Basic measures¶
The evaluation tool provides a range of linking and clustering
evaluation measures. These are described briefly below and listed by the
nel list-measures
command. For more details of correspondences
between linking measures here and in the literature, see Hachey et al.
(2014). For
clustering, see Pradhan et al.
(2014). For a quick
reference, see our cheatsheet. (As described there,
evaluation can be performed across the whole corpus, or with separate
scores for each document/type as well as micro- and macro-averages
across all types/docs.)
Official TAC 2014 measures¶
TAC 2014 reports two official measures, one for linking/wikification and one for nil clustering. For more detail, see the TAC 2014 scoring page.
Linking evaluation¶
strong_typed_all_match
is a micro-averaged evaluation of all
mentions. A mention is counted as correct if it is a correct link or a
correct nil. A correct link must have the same span, entity type, and KB
identifier as a gold link. A correct nil must have the same span as a
gold nil. This is the official linking evaluation measure for TAC 2014.
Clustering evaluation¶
mention_ceaf
is based on a one-to-one alignment between system and
gold clusters — both KB and nil. It computes an optimal mapping based on
overlap between system-gold cluster pairs. System and gold mentions must
have the same span to affect the alignment. Unmatched mentions also
affect precision and recall.
Additional diagnostic measures¶
The evaluation tool also provides a number of diagnostic measures available to isolate performance of system components and compare to numbers reported elsewhere in the literature.
Mention detection evaluation¶
strong_mention_match
is a micro-averaged evaluation of entity
mentions. A system span must match a gold span exactly to be counted as
correct.
strong_typed_mention_match
additionally requires the correct entity
type. This is equivalent to the CoNLL NER evaluation (Tjong Kim Sang &
De Meulder,
2003).
strong_linked_mention_match
is the same as strong_mention_match
but only considers non-nil mentions that are linked to KB identifier.
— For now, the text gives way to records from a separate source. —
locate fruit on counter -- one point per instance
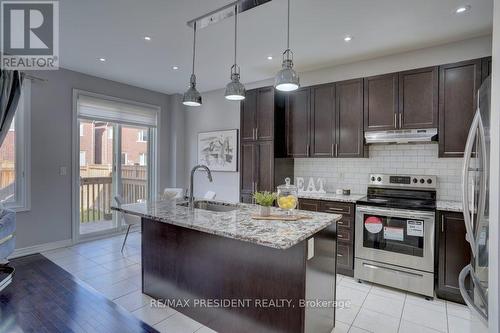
(287, 202)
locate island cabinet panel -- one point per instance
(323, 122)
(298, 106)
(181, 263)
(458, 85)
(345, 230)
(381, 102)
(265, 114)
(453, 252)
(249, 116)
(349, 138)
(418, 98)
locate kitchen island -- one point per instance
(233, 273)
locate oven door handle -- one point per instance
(398, 271)
(399, 213)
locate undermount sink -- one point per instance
(213, 206)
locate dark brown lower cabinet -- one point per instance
(453, 254)
(345, 230)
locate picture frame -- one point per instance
(218, 150)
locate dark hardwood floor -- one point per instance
(45, 298)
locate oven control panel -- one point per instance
(407, 181)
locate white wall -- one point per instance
(494, 264)
(352, 173)
(49, 219)
(217, 113)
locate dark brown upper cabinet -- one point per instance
(257, 115)
(248, 116)
(349, 138)
(458, 85)
(248, 168)
(265, 114)
(298, 107)
(418, 98)
(323, 121)
(381, 102)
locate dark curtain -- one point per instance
(10, 92)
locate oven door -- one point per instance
(396, 236)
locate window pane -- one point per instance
(96, 179)
(8, 166)
(134, 164)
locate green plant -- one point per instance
(265, 198)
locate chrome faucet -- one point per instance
(191, 191)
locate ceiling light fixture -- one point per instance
(235, 90)
(192, 97)
(287, 79)
(462, 9)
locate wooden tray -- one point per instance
(281, 217)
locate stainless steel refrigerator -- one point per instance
(473, 279)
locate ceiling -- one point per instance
(115, 30)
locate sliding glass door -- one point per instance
(116, 158)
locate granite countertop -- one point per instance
(236, 224)
(449, 206)
(332, 197)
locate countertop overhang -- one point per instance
(237, 224)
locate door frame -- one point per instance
(152, 161)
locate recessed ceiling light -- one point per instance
(462, 9)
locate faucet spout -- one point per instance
(191, 182)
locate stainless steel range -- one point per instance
(395, 233)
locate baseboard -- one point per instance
(40, 248)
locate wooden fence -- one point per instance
(96, 192)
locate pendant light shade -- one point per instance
(192, 97)
(287, 78)
(235, 90)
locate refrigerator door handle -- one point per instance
(483, 181)
(465, 183)
(468, 300)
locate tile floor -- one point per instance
(102, 266)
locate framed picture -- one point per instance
(218, 150)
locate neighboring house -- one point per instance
(96, 144)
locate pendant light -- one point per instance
(192, 97)
(287, 79)
(235, 91)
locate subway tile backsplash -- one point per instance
(418, 159)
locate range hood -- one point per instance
(402, 136)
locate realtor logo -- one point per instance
(30, 35)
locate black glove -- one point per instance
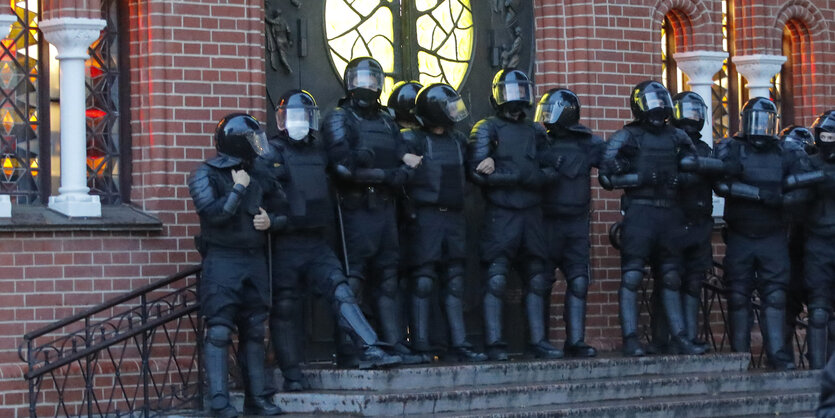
(770, 198)
(363, 157)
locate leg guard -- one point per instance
(630, 282)
(816, 337)
(257, 400)
(575, 318)
(389, 308)
(739, 330)
(285, 331)
(420, 310)
(493, 301)
(215, 351)
(454, 307)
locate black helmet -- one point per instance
(689, 111)
(363, 80)
(800, 135)
(402, 100)
(240, 136)
(651, 102)
(297, 114)
(558, 107)
(439, 105)
(512, 90)
(824, 129)
(759, 119)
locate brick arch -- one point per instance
(810, 36)
(692, 22)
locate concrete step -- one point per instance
(431, 377)
(782, 403)
(484, 396)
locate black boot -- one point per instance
(216, 354)
(575, 321)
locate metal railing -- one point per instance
(133, 355)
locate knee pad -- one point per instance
(578, 286)
(631, 280)
(455, 286)
(389, 286)
(540, 284)
(423, 286)
(818, 317)
(344, 294)
(496, 285)
(218, 335)
(671, 280)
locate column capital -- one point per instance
(72, 35)
(758, 69)
(700, 66)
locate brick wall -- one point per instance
(194, 61)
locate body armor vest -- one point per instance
(308, 195)
(515, 151)
(765, 171)
(821, 220)
(238, 231)
(657, 153)
(571, 195)
(439, 181)
(697, 197)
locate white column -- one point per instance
(758, 69)
(700, 66)
(72, 36)
(6, 22)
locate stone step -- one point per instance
(446, 399)
(531, 371)
(783, 403)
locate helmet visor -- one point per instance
(514, 91)
(690, 110)
(456, 110)
(364, 79)
(549, 112)
(258, 141)
(760, 123)
(294, 116)
(654, 100)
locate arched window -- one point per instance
(30, 111)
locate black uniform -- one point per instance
(301, 253)
(819, 260)
(513, 231)
(653, 220)
(757, 252)
(368, 139)
(234, 285)
(565, 206)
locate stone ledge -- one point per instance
(35, 218)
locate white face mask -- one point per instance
(298, 129)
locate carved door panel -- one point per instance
(460, 42)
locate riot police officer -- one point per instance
(437, 235)
(643, 159)
(756, 247)
(232, 240)
(301, 251)
(819, 260)
(363, 140)
(566, 204)
(505, 153)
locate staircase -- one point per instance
(656, 386)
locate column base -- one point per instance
(5, 206)
(76, 205)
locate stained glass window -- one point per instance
(30, 111)
(443, 34)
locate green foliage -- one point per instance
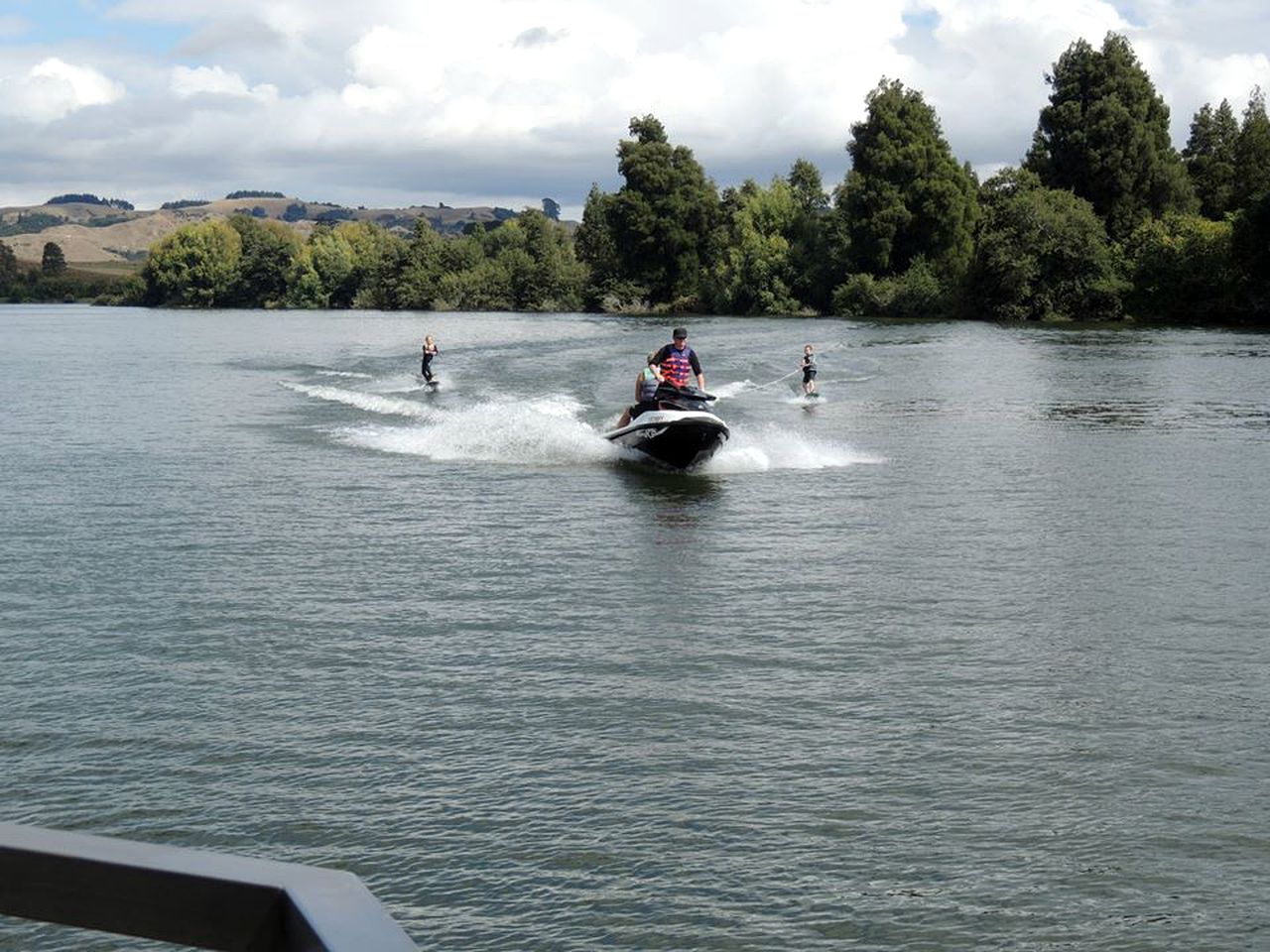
(906, 195)
(270, 252)
(662, 217)
(30, 223)
(607, 287)
(810, 238)
(1210, 157)
(1252, 153)
(195, 266)
(349, 259)
(84, 198)
(53, 262)
(753, 273)
(1042, 254)
(919, 293)
(1105, 137)
(1250, 255)
(8, 268)
(1183, 270)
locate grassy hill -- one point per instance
(95, 235)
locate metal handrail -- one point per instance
(189, 896)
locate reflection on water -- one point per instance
(931, 666)
(1209, 417)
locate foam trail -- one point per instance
(730, 390)
(776, 448)
(391, 407)
(544, 431)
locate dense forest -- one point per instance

Measures sensitive to partial overlap between the system and gold
mentions, using the LoReHLT
metric
can be constructed with aggregates such as overlap-sumsum
. See the
Measures in detail.
Linking evaluation¶
strong_link_match
is a micro-averaged evaluation of links. A system
link must have the same span and KB identifier as a gold link to be
counted as correct. This is equivalent to Cornolti et al.’s
(2013)
strong annotation match. Recall here is equivalent to KB accuracy from
TAC tasks before 2014.
strong_nil_match
is a micro-averaged evaluation of nil mentions. A
system nil must have the same span as a gold nil to be counted as
correct. Recall here is equivalent to nil accuracy from TAC tasks before
2014.
strong_all_match
is a micro-averaged link evaluation of all
mentions. A mention is counted as correct if is either a link match or a
nil match as defined above. This is equivalent to overall accuracy from
TAC tasks before 2014.
Document-level tagging evaluation¶
entity_match
is a micro-averaged document-level set-of-titles
measure. It is the same as entity match reported by Cornolti et al.
(2013).
Clustering evaluation¶
entity_ceaf
— like mention_ceaf
— is based on a one-to-one
alignment between system and gold entity clusters. Here system-gold
cluster pairs are scored by their Dice coefficient.
b_cubed
assesses the proportion of each mention’s cluster that is
shared between gold and predicted clusterings.
b_cubed_plus
is identical to b_cubed
, but additionally requires
a correct KB identifier for non-nil mentions.
muc
counts the number of edits required to translate the gold
clustering into the prediction.
pairwise
measures the proportion of mention pairs occurring in the
same cluster in both gold and predicted clusterings. It is similar to
the Rand Index.
For more detail, see Pradhan et al.’s (2014) excellent overview of clustering measures for coreference evaluation, and our Coreference_Evaluation.
Custom measures¶
Our scorer supports specification of some custom evaluation measures. See neleval list-measures.
References¶
Cornolti et al. (2013). A framework for benchmarking entity-annotation systems. In WWW.
Hachey et al. (2014). Cheap and easy entity evaluation. In ACL.
Ji & Grishman (2011). Knowledge base population: successful approaches and challenges. In ACL.
Pradhan et al. (2014). Scoring Coreference Partitions of Predicted Mentions: A Reference Implementation. In ACL.
Tjong Kim Sang & De Meulder (2003). Introduction to the CoNLL-2003 shared task: Language-independent named entity recognition. In CoNLL.